I am interested in finding eigenvalues of Schrödinger-type equations, a prototype example being

$$- w^{\prime \prime } (y) - 6 \operatorname{sech}^2 (y) w(y) + w(y) = \lambda w(y)$$

I posted a question on the same equation in Solving a Sturm-Liouville problem and got great help there, both on symbolic methods as well as a numeric approach which delivers the sought result.

Out of curiosity, I have experimented also NDEigensystem and another alternative, described below, and would like to know what is that I am doing wrong with those, as I am not able to recover the same results.

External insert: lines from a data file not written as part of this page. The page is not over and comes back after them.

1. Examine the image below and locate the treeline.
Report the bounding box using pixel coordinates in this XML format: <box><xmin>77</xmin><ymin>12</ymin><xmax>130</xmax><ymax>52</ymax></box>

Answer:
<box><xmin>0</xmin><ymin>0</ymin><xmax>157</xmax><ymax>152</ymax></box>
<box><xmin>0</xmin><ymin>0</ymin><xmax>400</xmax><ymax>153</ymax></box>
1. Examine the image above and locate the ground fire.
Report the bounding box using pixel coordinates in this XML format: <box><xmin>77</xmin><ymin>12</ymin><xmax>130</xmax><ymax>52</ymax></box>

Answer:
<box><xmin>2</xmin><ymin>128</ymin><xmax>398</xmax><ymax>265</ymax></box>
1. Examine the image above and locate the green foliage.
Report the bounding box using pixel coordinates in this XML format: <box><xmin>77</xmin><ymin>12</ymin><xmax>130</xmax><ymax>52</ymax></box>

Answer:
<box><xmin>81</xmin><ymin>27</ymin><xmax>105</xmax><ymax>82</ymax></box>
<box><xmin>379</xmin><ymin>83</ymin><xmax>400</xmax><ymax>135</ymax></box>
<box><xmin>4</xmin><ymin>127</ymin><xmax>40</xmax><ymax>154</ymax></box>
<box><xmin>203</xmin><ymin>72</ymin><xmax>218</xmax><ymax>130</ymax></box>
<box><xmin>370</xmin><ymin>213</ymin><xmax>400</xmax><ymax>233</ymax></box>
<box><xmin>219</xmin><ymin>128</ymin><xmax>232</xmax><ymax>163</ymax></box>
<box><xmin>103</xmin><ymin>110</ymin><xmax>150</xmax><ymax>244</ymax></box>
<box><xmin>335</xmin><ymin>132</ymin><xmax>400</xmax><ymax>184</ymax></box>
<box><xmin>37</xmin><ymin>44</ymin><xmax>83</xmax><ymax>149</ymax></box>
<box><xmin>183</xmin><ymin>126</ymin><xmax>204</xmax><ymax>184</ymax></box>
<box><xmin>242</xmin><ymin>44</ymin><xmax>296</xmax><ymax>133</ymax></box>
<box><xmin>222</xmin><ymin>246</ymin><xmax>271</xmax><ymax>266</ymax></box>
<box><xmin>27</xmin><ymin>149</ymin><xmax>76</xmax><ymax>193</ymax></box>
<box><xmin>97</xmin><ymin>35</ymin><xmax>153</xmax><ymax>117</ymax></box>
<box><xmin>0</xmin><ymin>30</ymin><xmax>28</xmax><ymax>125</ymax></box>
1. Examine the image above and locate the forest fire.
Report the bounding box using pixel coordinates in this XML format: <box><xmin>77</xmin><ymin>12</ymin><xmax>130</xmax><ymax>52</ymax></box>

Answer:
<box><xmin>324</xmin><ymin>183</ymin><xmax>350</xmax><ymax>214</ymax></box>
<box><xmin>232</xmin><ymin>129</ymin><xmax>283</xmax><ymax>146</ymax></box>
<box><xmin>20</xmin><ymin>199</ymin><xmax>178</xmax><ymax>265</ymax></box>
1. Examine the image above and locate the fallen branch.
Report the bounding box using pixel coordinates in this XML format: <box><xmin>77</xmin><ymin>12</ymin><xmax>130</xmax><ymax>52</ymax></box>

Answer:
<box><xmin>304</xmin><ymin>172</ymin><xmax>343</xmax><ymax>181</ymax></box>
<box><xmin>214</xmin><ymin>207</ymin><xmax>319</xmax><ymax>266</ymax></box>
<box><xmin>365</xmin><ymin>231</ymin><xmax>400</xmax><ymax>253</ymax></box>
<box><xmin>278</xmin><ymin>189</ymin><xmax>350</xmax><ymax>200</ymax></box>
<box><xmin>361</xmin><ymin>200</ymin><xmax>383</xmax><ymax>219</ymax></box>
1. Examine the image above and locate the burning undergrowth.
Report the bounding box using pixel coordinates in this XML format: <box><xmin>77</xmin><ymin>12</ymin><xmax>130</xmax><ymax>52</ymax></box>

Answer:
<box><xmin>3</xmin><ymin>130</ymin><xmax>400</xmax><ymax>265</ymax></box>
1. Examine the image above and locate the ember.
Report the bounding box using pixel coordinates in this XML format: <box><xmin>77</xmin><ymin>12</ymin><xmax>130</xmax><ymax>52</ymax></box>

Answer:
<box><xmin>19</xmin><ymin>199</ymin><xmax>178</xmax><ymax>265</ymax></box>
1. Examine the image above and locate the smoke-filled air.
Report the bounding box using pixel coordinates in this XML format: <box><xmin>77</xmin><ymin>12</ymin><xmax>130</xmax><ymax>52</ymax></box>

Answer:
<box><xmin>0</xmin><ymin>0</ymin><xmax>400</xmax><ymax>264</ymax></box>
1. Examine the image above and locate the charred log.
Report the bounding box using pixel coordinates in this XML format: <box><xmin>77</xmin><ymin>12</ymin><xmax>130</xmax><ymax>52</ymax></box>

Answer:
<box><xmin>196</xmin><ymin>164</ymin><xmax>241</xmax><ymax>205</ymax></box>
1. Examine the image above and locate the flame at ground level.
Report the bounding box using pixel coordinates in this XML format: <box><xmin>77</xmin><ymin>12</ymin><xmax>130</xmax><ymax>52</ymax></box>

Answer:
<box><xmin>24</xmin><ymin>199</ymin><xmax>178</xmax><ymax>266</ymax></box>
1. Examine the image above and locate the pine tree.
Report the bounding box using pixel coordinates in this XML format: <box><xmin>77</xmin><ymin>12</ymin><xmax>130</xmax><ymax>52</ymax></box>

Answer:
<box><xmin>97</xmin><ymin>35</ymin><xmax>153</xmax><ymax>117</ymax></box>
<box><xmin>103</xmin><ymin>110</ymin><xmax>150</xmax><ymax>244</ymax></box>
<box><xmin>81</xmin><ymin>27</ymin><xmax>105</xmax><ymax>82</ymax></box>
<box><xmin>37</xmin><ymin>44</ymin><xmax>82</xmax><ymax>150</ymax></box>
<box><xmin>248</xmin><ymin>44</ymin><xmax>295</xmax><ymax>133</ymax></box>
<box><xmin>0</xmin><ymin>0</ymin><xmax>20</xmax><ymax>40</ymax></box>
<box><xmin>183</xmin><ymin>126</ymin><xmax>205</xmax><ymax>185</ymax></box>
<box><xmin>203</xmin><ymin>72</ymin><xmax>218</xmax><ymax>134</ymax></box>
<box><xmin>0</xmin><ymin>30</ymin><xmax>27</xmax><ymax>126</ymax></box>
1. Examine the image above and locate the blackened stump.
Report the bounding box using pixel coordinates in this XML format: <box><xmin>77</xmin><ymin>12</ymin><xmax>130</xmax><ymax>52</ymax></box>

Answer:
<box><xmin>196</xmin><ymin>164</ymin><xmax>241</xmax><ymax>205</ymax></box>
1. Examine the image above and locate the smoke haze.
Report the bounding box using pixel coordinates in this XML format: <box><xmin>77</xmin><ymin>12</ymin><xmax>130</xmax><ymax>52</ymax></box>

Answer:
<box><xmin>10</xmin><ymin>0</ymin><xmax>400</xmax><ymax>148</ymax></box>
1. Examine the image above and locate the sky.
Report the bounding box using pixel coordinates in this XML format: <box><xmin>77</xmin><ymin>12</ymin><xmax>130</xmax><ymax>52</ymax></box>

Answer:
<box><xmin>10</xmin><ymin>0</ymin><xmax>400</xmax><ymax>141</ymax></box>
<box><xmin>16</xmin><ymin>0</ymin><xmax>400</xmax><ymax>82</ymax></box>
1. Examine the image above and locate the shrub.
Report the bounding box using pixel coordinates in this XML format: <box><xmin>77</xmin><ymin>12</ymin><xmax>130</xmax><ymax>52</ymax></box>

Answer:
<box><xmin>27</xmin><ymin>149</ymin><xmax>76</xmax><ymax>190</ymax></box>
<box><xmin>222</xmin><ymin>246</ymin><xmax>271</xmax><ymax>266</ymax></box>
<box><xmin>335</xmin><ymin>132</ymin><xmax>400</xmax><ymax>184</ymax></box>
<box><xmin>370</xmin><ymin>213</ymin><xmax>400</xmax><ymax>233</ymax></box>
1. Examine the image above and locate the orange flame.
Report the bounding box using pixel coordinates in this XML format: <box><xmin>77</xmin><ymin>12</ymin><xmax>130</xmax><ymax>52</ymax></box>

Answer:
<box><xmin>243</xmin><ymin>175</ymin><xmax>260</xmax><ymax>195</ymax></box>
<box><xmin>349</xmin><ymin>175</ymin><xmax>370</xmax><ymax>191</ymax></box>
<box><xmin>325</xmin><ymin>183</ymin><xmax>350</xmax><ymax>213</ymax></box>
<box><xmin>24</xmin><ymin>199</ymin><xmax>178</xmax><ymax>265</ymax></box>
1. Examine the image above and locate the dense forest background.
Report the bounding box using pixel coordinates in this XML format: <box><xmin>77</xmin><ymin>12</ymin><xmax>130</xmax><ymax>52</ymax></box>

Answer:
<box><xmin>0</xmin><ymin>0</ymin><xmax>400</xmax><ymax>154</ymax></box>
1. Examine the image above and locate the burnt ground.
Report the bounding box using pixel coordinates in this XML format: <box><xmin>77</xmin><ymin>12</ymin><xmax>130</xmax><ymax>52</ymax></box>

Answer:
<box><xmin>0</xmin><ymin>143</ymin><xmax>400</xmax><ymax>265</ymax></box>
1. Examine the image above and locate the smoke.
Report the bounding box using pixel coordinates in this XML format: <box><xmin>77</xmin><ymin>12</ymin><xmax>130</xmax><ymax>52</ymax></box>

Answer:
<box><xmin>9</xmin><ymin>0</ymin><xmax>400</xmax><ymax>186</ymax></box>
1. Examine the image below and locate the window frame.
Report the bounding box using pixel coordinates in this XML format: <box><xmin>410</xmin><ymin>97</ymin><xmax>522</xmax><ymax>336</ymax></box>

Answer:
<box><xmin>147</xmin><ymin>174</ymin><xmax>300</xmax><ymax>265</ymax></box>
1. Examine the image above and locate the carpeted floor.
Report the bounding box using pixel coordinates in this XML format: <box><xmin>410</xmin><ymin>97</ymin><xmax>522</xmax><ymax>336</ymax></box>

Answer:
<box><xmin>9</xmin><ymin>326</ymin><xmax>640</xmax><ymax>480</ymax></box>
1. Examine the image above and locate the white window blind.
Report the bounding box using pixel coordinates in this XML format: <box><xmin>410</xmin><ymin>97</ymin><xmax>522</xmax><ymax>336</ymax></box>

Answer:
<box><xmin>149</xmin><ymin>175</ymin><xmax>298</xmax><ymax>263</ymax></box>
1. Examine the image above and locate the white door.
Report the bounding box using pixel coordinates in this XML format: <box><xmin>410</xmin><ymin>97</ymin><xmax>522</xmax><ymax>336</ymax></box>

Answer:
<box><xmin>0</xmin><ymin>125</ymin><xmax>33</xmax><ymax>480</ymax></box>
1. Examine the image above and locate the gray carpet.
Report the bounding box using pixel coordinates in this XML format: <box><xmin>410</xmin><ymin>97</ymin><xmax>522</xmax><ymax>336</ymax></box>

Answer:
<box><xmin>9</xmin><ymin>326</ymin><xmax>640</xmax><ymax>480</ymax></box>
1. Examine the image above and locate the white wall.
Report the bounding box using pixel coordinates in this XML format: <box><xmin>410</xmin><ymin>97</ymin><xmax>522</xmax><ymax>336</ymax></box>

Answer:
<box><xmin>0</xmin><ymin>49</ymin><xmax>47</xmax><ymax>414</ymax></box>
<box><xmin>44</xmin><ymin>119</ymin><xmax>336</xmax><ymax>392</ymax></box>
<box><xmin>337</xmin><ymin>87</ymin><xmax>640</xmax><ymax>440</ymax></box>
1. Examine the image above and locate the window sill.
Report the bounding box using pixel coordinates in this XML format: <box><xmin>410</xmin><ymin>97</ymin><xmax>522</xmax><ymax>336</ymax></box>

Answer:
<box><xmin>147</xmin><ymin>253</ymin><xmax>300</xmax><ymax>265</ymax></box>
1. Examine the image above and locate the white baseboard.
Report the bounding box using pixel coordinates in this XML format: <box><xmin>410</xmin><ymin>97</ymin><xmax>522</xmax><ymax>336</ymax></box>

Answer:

Using NDEigensystem, setting Dirichlet boundary conditions at $\pm 20$ to mimick the real conditions at infinity, $w(y) \to 0$ as $ y \to \infty$ I tried

 L = 20
{eigN2, funcN2} = 
N @ DEigensystem[{w[y] - 6 Sech[y]^2 w[y] - w''[y], 
 DirichletCondition[w[y] == 0, True]}, w[y], {y, -L, L}, 12, 
 Method -> {"Arnoldi", "Criteria" -> "RealPart"}];
 Plot[funcN2, {y, -20, 20}, PlotLegends -> eigN2]

I get a warning message

      ParametricNDSolveValue::bvluc: The equations derived from the boundary 
        conditions are numerically ill-conditioned. The boundary conditions may 
      not be sufficient to uniquely define a solution. If a solution is computed, 
        it may match the boundary conditions poorly. 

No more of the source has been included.